Schiele’s early watercolors and drawings of nude or scantily clad women are some of the most technically sophisticated and provocative images in the history of Western Art. While these raw and often vulnerable depictions of young women caused a great deal of scandal during Schiele’s lifetime, the artist’s more prescient contemporaries, including his mentor Gustav Klimt, recognized the unmatched sophistication and perspicacity in his rendering of the human form. Stehendes Mädchen im Hemd, mit Schwarzen Strümpfen und Rotem Tuch, which Schiele executed at the age of twenty-one during the pivotal year of 1911, is a hauntingly beautiful example of Schiele’s early Expressionistic work. Although not depicted fully nude, the female subject in Stehendes Mädchen im Hemd, mit Schwarzen Strümpfen und Rotem Tuch radiates a palpable erotic appeal, achieved through her intimate garments partially revealing her chest and legs, her averted gaze, and the mere act of undressing. Unlike Schiele’s more explicitly sexual drawings of this period, in the present work Schiele succeeds in rendering the figure with an almost classical sense of beauty, with the figure emphasized by a halo-like embracing line of white gouache, characteristic of his works from this period.

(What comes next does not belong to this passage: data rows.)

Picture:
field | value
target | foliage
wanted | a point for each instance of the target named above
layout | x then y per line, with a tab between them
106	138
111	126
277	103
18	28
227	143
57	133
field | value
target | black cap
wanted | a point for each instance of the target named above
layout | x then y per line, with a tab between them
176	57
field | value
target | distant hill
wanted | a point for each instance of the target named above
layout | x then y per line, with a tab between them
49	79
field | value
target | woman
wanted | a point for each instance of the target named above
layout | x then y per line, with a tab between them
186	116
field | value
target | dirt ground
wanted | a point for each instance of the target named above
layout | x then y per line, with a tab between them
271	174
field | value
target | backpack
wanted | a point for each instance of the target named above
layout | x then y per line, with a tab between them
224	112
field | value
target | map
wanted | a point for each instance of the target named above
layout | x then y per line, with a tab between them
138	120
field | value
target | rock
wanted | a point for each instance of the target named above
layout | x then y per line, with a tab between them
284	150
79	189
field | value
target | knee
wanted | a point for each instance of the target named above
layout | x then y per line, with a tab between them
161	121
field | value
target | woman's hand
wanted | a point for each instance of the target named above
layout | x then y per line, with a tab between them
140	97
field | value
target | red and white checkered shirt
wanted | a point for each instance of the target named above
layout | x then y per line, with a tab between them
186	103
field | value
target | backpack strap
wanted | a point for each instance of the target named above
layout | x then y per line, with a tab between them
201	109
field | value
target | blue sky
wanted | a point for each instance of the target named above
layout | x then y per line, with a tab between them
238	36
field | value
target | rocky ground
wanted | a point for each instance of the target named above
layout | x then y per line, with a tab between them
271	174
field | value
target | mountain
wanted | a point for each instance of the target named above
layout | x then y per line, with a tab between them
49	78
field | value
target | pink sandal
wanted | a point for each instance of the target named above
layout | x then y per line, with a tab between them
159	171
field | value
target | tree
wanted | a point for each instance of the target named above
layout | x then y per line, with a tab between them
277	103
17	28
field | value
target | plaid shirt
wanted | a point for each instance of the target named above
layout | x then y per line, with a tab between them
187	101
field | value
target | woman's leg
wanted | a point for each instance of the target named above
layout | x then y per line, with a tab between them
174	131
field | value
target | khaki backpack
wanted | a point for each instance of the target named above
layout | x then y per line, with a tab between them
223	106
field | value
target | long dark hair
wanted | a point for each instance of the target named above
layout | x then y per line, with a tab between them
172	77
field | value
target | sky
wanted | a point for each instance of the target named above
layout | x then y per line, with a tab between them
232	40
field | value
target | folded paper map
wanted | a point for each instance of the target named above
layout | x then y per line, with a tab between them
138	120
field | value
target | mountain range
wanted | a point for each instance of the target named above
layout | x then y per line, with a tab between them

As Jane Kallir notes, “Schiele likes to divide the sheet into discrete color areas, each bounded and determined by the contours of the underlying drawing and treated in a distinctive manner, but whereas in the early part of 1911 these areas are filled more or less solidly, by midyear a multitude of colors is deployed in each moist puddle of pigment. This new command of the medium is used to create more subtle contrasts between compositional components; for example, the painterly complexity of the drapery plays off against flesh barely touched with color" (J. Kallir, Op. cit., New York, 1998, p. 433).

The bold play of lines and superimpositions, as well as the carefully constructed use of negative space evident in the present work, reflect Schiele’s lingering debt to Gustav Klimt. As in other compositions of 1911, this work demonstrates Schiele’s interest in the balance of negative and positive space and the interplay of solids and voids. Whereas Klimt played off the contrast between realistically rendered facial features and ornamental clothing, Schiele contrasted his subjects’ expressive physicality with minimalist garments. The bold tonal combinations of his favored red-orange, black and white of early 1911, as seen in Stehendes Mädchen im Hemd, mit Schwarzen Strümpfen und Rotem Tuch, give way to a muted palette of blue, black and purple  tones in the latter part of that year. His line is unwavering in its careful progress toward the creation of form, yet the thin, sometimes faint outlines of musculature remain remarkably ethereal thanks to his painterly prowess. Peter Vergo observes: “The propensity to deposit a narrow band of color along principal edges of a form, observed already in 1911, became more pronounced: color washes glide across the central surface and then accumulate in the darker gullies along the periphery... The rounded outlines of his nudes are so soft they appear almost to be melting. His colors, often diluted with white, are equally delicate” (P. Vergo, The Radical Nude (exhibition catalogue), The Courtauld Gallery, London, 2014, pp. 191-92). 

The present work was formerly in the collection of Gustav Nebehay, the dealer of Gustav Klimt in fin-de-siècle Vienna. In 1917, Nebehay met Schiele, whose studio was not far from where Nebehay spent the summer. Nebehay soon became Schiele’s advisor, publishing the first catalogue of drawings by the young artist, and he represented the artist until Schiele’s untimely death in October 1918. Gustav Nebehay subsequently acted as executor of both Schiele and Klimt’s estates, organizing the first posthumous exhibition of Schiele’s works on paper in 1919. After Gustav Nebehay passed away in 1935, his son Christian M. Nebehay took over the business and, in 1947, opened his own antiquarian bookshop in Annagasse, Vienna, which still exists today. Christian M. Nebehay was one of the most important Klimt biographers, publishing many books on both Klimt and Schiele.